Got this to work today (kind of). I downloaded a file from http://data.gov.uk/dataset/gp-practice-prescribing-data
Showing GP prescription data over time and by anonymised surgery areas, 4.1m rows, 5 columns.
Imported the csv file from the desktop in to PDI, then wrote out to MongoDB. Note *no need to define a schema up-front here*, a nice feature of MongoDB/noSQL DBs. Although, admittedly it is a simple and consistent (non-nested) dataset.
The full set of data has been written to a new MongoDB collection, but the results look a bit funny. Need to re-check the setup of the ETL package.
I still haven’t got my Raspberry Pis set up. If I had, it would be interesting to try to get this job to run in parallel using the 51MB RAM in each of the four PIs. I’d hope it’d be a fair bit faster!

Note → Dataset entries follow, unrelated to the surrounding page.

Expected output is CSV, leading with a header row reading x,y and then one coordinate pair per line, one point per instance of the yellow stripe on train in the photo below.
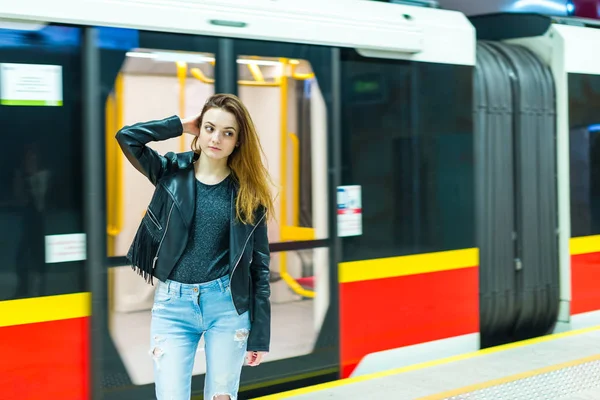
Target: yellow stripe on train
x,y
407,265
584,245
43,309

– It’s currently writing about 12.5k rows/second on the laptop alone, the job runs in 5m 26s.
I’m going to try and achieve the same now using MongoImport
mongoimport --db users --collection contacts --type csv --file /opt/backups/contacts.csv
There’s some good discussion on the Google group ‘Mongodb-user’ about sharding and ‘chunking’ data prior to load. Now, if only I could get these 4 Raspberry Pis working!